Local traditions can soothe or stoke the stress. On the eve of term, many parishes still hold the “Benediczione tal-Istilu”, a short prayer over pencils and copybooks. “My nanna insists we burn a bay-leaf stub in the old oil lamp so ‘il-Mulej jiftaħlek il-moħħ’,” laughs Stephanie Camilleri, mother of twins in Żabbar. “But when the kids hear the priest mention exams, they panic again.” Father Joe Borg of Birkirkara archpriory admits the ritual needs updating: “This year we’re pairing the blessing with a five-minute mindfulness bell. Even Jesus took time to breathe in the desert.”
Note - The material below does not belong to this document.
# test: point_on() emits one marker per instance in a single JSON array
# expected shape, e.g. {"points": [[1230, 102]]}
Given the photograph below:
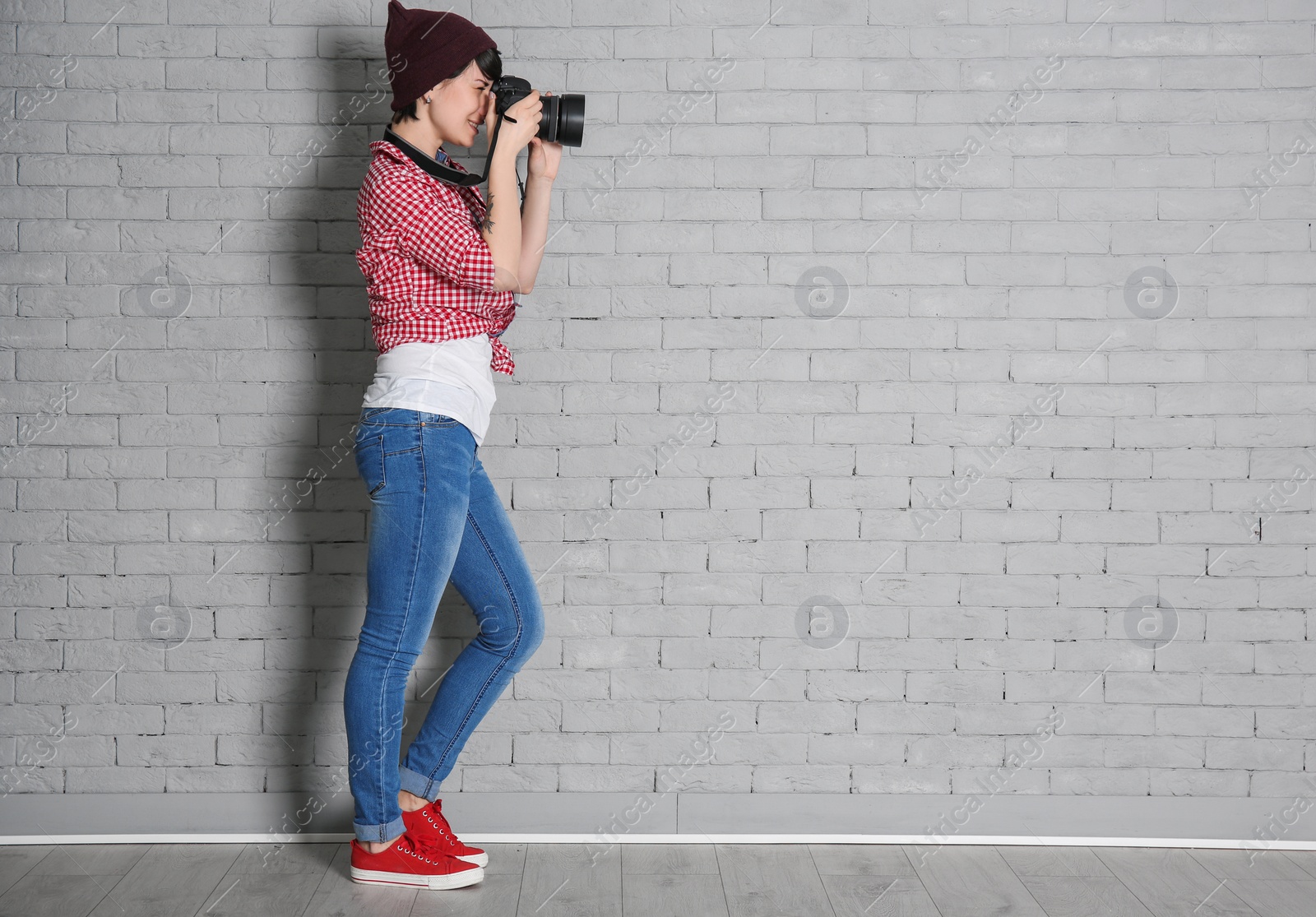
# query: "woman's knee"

Across the harbour, NGOs are stepping in. “Skola Calma” pop-ups—colouring corners staffed by volunteer therapists—will greet pupils at Valletta’s primary gates on 25 September. Funded by a €15,000 grant from the Malta Community Chest Fund, the initiative also trains teachers to spot anxiety ticks. “We borrowed the idea from Gozo’s festa rope courses,” explains coordinator Maria Farrugia. “If a ten-year-old can trust a stranger to hold his rope while abseiling, he can trust a teacher to hold his worries.”
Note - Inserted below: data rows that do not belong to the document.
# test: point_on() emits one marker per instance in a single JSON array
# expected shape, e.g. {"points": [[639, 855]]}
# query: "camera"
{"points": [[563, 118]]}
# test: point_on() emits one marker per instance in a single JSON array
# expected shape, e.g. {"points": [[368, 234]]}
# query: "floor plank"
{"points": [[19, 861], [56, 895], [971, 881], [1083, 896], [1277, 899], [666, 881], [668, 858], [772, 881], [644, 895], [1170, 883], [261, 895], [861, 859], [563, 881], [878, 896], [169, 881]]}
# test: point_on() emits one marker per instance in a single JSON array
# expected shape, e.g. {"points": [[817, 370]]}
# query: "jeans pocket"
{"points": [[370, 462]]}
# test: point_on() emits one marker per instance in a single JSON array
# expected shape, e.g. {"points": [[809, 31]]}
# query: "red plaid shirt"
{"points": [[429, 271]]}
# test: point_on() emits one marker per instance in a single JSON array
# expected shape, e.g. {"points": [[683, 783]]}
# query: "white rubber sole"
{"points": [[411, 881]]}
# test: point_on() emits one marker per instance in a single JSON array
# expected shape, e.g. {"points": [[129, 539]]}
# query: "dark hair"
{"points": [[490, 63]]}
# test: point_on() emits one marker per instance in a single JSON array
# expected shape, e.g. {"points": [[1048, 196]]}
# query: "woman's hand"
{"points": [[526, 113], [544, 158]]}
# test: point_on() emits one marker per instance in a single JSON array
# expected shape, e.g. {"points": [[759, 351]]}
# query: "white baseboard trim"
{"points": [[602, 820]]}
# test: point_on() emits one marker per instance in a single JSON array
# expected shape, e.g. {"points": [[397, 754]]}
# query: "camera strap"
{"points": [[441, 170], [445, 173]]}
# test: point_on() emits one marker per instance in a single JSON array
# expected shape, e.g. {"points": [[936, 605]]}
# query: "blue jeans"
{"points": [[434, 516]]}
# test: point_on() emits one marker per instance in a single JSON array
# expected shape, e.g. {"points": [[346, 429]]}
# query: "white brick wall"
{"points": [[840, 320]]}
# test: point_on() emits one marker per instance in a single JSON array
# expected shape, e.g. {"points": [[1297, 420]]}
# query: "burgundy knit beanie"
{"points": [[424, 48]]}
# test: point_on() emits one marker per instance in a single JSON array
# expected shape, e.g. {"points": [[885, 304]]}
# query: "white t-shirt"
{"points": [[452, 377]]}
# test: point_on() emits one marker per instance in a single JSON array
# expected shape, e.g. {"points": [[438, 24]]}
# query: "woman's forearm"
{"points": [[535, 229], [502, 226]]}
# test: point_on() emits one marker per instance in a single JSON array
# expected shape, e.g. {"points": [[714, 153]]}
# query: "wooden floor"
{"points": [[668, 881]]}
Transport chaos adds another layer. With 28,000 students eligible for free school transport but only 390 leased buses, routes change yearly. “My daughter keeps checking the Tallinja app like it’s TikTok,” says Sliema dad Mark Pace. Last week’s surprise strike by three private bus companies—over delayed €5 million government subsidies—left parents scrambling, kids crying. Transport Minister Aaron Farrugia promises “100 % coverage by day one”, yet anxiety counsellors advise rehearsing the journey twice before term starts. “Familiarity lowers cortisol,” notes Azzopardi. “Even walking the route on a Sunday, counting cats or kiosks, anchors the brain.”

Food is comfort, and Maltese culinary creativity is rising to the challenge. Nutritionist Claire Cachia’s Facebook reel on “lunchbox ħobż bites” shaped like ħelwa tat-Tork has 45 k shares. “Kids feel culturally seen,” she says. “A spinach qassatat becomes a ‘Power-Up Pastizz’—same taste, less grease, zero stigma.” Meanwhile, Paola bakery “Nanna’s” is selling half-size ftira designed for small backpacks, donating 10 cents per sale to Richmond Foundation’s teen helpline.
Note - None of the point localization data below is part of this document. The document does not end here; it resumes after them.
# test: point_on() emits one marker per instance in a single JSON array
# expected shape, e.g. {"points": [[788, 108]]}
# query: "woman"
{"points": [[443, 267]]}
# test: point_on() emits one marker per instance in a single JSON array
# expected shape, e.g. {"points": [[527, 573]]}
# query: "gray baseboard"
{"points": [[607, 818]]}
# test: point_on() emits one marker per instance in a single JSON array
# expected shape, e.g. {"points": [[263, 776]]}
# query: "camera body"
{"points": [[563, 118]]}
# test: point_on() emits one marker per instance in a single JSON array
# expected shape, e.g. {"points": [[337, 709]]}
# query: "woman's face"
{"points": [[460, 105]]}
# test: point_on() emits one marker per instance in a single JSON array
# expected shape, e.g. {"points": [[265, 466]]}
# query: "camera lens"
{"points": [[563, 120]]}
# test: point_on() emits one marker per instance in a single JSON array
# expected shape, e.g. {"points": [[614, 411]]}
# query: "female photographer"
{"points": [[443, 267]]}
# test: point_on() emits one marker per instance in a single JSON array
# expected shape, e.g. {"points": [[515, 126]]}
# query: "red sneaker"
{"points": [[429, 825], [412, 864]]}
Yet the biggest buffer may be the village itself. In Malta, the “ħbieb tal-belt” network still functions. Eight-year-old Jake from Marsaskala was terrified of moving to the bigger Żejtun primary until neighbour Mr. Cassar, a retired headmaster, invited him to feed the pigeons on the parish roof. “Mr. Cassar told me the school’s bell is just the same bronze mix as the festa band’s trombone,” Jake grins. “Now I think the bell is singing just for me.”

Experts agree: easing back-to-school anxiety is less about laminated timetables and more about weaving safety nets of people, places and rituals that feel unmistakably Maltese. So pack the new stationery, yes, but also pack a pocket-sized icon of your patron saint, a Tupperware of imqaret, and the certainty that someone—be it a bus driver who waves every morning or the greengrocer who calls you “ħanina”—will notice if you don’t show up. The bells will ring on 25 September, and the islands will inhale together: “Ejja, ejja, we got this.”